Mediation is administered by the Mediation Centre of Europe, of the Mediterranean and of the Middle East (CEM) under its Mediation Rules.
Many litigants take the view that, if the dispute can be settled, they can do it themselves with their counsel. If they fail, nobody else could achieve that.
This approach disregards that each party and its Counsel are inevitably one sided and will rarely identify their week sides and their consequences.
Abandoning so soon attempts to settle the matter, will frequently bring a party to waive its claim or to litigate it before state courts or an arbitral tribunal. This will absorb relevant costs, frequently out of proportion with the dispute, human resources and time.

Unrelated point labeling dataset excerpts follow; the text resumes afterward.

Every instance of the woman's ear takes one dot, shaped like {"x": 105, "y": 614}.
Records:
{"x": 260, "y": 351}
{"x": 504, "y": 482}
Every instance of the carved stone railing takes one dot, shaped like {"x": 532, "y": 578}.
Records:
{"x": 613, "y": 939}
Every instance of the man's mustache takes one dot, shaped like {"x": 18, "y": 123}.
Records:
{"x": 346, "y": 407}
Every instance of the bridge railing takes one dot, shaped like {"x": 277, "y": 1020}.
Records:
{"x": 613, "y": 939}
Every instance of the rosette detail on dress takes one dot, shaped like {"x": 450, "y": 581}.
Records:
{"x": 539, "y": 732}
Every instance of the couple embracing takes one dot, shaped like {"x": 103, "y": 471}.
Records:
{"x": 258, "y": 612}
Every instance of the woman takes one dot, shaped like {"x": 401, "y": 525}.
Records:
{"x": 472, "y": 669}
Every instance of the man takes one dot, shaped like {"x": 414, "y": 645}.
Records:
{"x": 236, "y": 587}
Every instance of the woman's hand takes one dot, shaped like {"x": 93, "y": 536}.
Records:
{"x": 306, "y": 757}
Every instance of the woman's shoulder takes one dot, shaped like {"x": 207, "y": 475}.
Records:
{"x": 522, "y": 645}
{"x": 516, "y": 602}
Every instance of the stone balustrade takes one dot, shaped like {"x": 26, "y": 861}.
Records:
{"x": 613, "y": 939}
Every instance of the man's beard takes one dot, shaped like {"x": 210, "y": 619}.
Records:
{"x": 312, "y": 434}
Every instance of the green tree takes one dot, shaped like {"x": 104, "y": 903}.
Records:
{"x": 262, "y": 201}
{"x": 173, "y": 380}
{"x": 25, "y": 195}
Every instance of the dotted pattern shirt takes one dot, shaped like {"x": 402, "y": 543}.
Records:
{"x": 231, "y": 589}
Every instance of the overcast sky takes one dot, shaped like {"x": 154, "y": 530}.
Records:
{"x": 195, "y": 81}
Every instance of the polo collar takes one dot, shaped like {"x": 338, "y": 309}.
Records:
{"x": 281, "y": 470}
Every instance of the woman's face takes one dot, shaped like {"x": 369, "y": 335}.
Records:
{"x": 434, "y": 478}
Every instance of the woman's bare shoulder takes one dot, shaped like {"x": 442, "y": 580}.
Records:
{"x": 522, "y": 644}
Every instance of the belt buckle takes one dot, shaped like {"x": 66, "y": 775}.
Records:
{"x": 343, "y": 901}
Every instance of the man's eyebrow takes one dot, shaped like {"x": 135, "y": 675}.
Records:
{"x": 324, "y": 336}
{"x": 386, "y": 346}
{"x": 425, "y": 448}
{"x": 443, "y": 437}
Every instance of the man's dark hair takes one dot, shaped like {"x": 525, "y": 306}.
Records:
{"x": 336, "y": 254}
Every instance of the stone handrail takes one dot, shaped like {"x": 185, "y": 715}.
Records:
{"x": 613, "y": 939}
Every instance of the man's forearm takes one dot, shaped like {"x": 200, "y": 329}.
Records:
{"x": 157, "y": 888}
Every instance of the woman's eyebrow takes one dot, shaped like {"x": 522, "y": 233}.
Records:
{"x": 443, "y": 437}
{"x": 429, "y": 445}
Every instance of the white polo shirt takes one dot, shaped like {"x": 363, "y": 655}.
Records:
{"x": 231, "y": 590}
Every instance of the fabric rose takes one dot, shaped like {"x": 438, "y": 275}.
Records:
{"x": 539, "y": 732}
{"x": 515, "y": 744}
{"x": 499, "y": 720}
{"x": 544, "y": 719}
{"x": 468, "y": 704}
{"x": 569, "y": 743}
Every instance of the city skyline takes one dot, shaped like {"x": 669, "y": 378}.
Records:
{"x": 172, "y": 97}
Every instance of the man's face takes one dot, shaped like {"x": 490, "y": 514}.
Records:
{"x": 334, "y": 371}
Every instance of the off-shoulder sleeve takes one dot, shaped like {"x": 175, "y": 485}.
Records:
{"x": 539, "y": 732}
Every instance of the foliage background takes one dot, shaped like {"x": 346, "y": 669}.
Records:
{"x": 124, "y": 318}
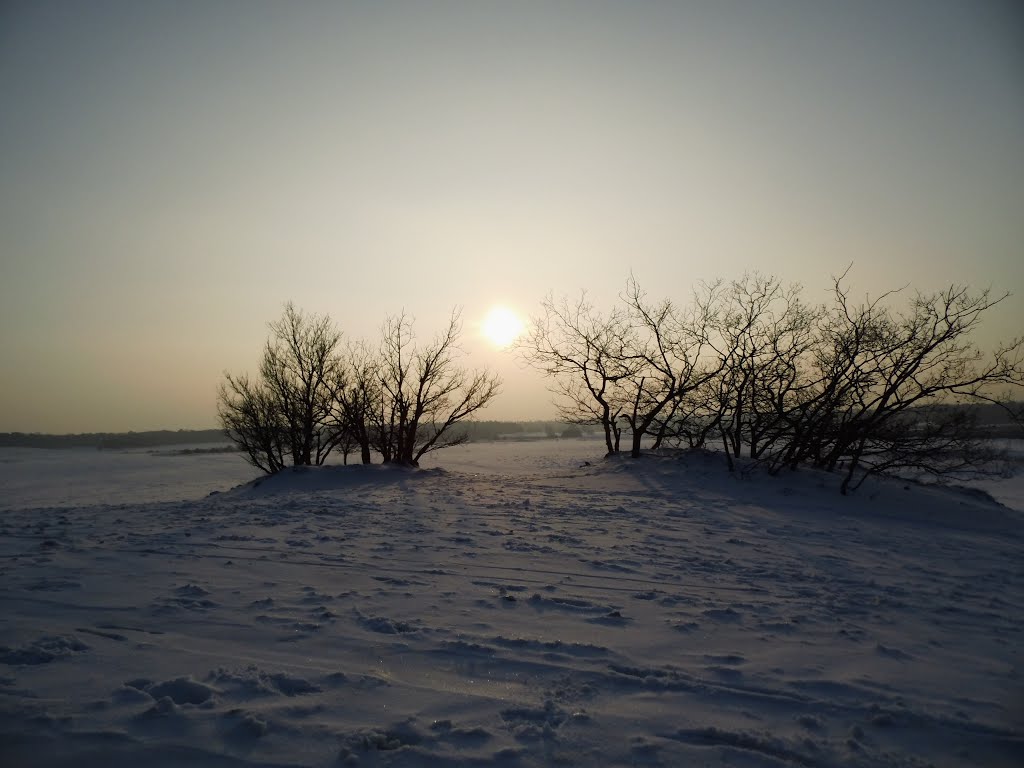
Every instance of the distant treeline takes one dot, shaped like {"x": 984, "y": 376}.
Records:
{"x": 480, "y": 430}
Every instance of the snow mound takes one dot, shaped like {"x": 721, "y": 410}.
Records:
{"x": 328, "y": 478}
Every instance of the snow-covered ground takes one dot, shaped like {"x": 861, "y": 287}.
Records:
{"x": 509, "y": 604}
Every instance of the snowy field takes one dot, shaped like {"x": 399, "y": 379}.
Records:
{"x": 510, "y": 604}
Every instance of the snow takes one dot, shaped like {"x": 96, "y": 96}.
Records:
{"x": 509, "y": 604}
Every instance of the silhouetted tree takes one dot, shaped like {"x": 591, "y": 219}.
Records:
{"x": 872, "y": 370}
{"x": 289, "y": 410}
{"x": 586, "y": 354}
{"x": 671, "y": 356}
{"x": 356, "y": 391}
{"x": 423, "y": 392}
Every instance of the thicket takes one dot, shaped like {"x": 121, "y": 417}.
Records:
{"x": 871, "y": 387}
{"x": 314, "y": 394}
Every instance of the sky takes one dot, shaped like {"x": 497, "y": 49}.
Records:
{"x": 171, "y": 173}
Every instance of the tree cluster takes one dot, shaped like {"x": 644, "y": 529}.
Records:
{"x": 862, "y": 388}
{"x": 315, "y": 394}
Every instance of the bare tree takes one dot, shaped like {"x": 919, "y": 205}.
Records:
{"x": 866, "y": 393}
{"x": 251, "y": 417}
{"x": 671, "y": 355}
{"x": 587, "y": 354}
{"x": 356, "y": 390}
{"x": 423, "y": 392}
{"x": 289, "y": 411}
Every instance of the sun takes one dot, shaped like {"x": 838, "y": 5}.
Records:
{"x": 502, "y": 326}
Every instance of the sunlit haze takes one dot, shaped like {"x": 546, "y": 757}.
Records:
{"x": 173, "y": 172}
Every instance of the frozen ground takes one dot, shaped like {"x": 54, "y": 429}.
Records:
{"x": 513, "y": 606}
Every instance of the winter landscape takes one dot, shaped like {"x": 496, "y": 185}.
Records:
{"x": 520, "y": 603}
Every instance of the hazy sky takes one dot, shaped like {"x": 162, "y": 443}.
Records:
{"x": 172, "y": 172}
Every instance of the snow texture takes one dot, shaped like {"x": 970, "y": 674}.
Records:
{"x": 516, "y": 604}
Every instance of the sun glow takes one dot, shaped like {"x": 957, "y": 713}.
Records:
{"x": 502, "y": 326}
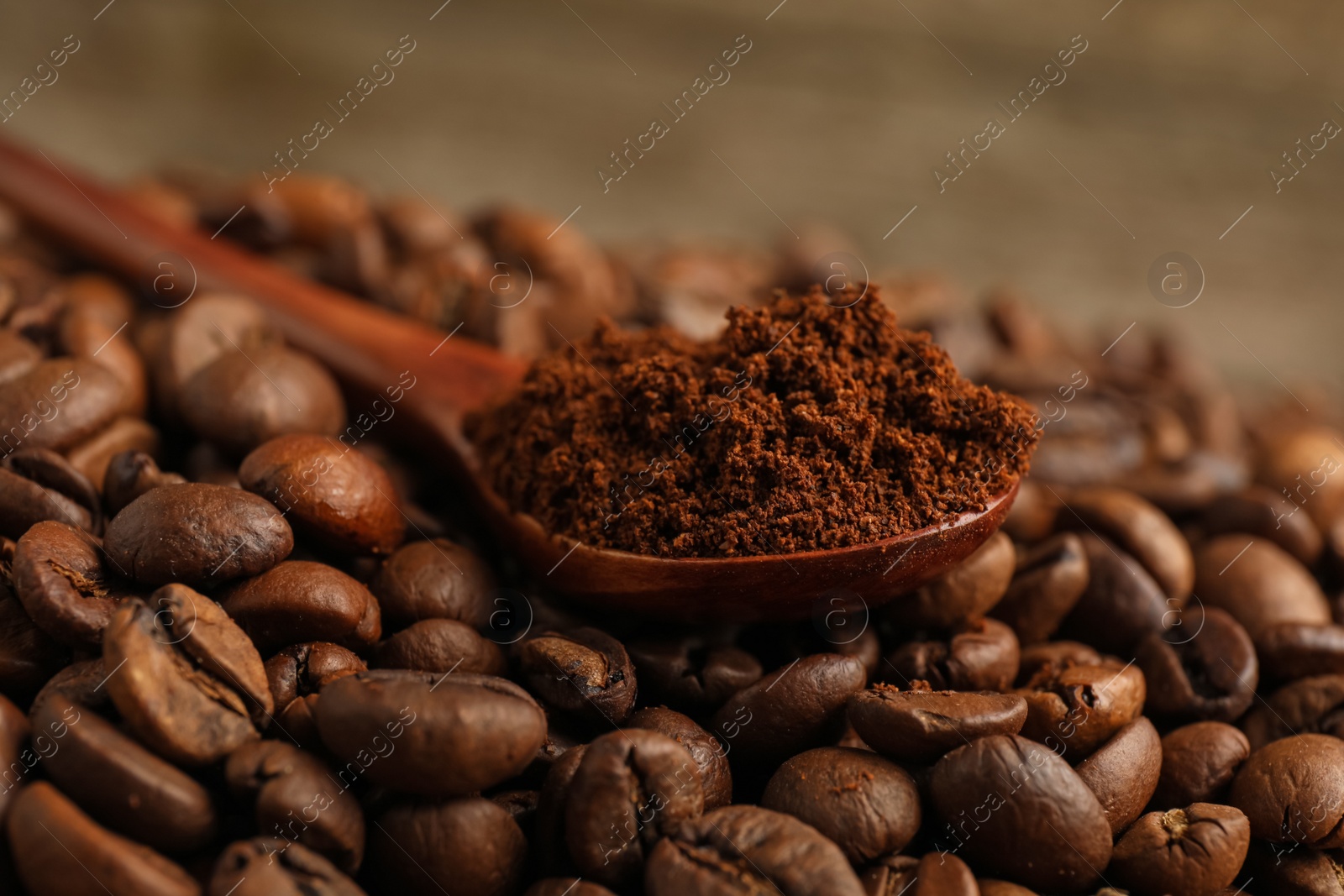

CEM firmly believes that before resorting the litigation, it is in the interest of the parties to try once more to settle, by asking this institution to appoint a mediator whose task is not to decide the case but to understand the parties, to discuss even repeatedly with each of them separately their strong and week points and their consequences and by treating in strict confidence all what a party does not wish to be known by the other one, and to try as much as possible to approach them, in order that the dispute may be settled.
It has been nicely said that, in order to achieve this, the mediator must induce the parties to change their initial approach to the dispute.
It is recommended to the parties to select the standard agreement of this institution to mediate and – if unsuccessful – to arbitrate the dispute.
The parties are offered a short mediation and arbitration clause while a longer one which deals with several important and delicate other issues is also available to more sophisticated users.